ESPINA, Concha
Scrittrice spagnola, nata a Santander il 15 aprile 1879. Iniziò collaborando a riviste e a giornali e tentando la lirica (Mis flores, 1904), che abbandonò per la prosa narrativa e psicologica. Alla prima raccolta di racconti e articoli (Trozos de vida, 1907), seguì una serie di romanzi, tra cui si distacca La Esfinge maragata (1913), che meglio esprime la sua simpatia per la vita dei campi e per il mondo folcloristico della Spagna, con un linguaggio ricco di voci e movenze popolari. Ma in altre opere l'E. approfondisce il senso doloroso della vita, con un procedimento veristico e analitico, come in Despertar para morir (1910), Agua de nieve (1911) e La rosa de los vientos (1915), che rappresentano anime di donne percosse dalla tragedia al loro primo contatto con il mondo. Più sintetiche sono le novelle, che riproducono le stesse note tormentose (Ruecas de marfil, 1917; Pastorelas, 1920; Las niñas desaparecidas 1927); e le pagine che rievocano le donne del Quijote (1916). Ma l'E. si è rivolta sempre più consapevolmente ai drammi silenziosi dell'uomo e della terra; El metal de los muertos (1920), El altar mayor (1926), La virgen prudente (1930), Copa de horizontes (1931), sono romanzi e novelle che investono figure e ambienti sociali di larga umanità.

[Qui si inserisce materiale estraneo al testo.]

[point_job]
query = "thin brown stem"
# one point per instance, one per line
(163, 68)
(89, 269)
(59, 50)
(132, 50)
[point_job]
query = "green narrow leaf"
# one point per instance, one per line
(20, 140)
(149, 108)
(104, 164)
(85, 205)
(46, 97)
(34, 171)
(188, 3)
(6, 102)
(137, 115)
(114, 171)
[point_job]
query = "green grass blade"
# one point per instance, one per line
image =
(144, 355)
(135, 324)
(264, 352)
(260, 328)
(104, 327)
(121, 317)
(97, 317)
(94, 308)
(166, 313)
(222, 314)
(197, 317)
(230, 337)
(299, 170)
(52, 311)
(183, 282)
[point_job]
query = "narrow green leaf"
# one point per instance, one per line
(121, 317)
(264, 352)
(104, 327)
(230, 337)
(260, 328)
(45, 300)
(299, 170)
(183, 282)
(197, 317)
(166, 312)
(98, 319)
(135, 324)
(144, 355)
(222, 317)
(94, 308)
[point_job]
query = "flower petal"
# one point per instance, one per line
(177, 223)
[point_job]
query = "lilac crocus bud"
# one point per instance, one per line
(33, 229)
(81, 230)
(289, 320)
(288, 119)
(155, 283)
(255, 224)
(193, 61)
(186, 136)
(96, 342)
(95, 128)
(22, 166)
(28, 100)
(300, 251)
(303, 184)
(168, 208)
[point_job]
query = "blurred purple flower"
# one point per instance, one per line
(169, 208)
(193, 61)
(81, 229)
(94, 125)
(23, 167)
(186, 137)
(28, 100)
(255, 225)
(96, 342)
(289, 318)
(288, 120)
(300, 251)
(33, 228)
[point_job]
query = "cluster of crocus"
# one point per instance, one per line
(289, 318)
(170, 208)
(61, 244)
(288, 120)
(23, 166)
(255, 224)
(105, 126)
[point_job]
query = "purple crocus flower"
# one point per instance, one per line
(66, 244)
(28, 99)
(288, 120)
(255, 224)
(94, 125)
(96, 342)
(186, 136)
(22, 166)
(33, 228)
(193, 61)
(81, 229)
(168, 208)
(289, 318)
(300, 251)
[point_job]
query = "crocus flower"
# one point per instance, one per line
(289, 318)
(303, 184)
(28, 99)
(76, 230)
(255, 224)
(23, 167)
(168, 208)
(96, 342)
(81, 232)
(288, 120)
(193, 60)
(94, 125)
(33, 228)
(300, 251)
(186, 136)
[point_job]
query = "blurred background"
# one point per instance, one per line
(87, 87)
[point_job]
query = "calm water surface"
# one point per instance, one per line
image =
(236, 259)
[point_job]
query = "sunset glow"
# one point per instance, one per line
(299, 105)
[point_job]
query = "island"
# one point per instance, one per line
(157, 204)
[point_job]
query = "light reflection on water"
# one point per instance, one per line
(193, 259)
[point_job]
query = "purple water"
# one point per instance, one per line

Traduzioni: Donne del Don Chisciotte, di A. Beccari, Lanciano 1920; Il trovatello (El iayón, racconto), di G. Calabritto, Lanciano 1921; Altar maggiore, di M. Bartolini, Roma 1927; Le fancialle scomparse. di A.L. Gasparetti, Roma 1928.
Bibl.: E. Levi, Figure della letteratura spagnola contemporanea, Firenze 1922; R. Consinos Assens, Literaturas del Norte: C. E., Madrid 1924; C. Espina, De su vida, de su obra literaria al través de la crítica universal, Madrid 1928; M. Fría Lagoni, C. E. y sus críticos, Tolosa 1929.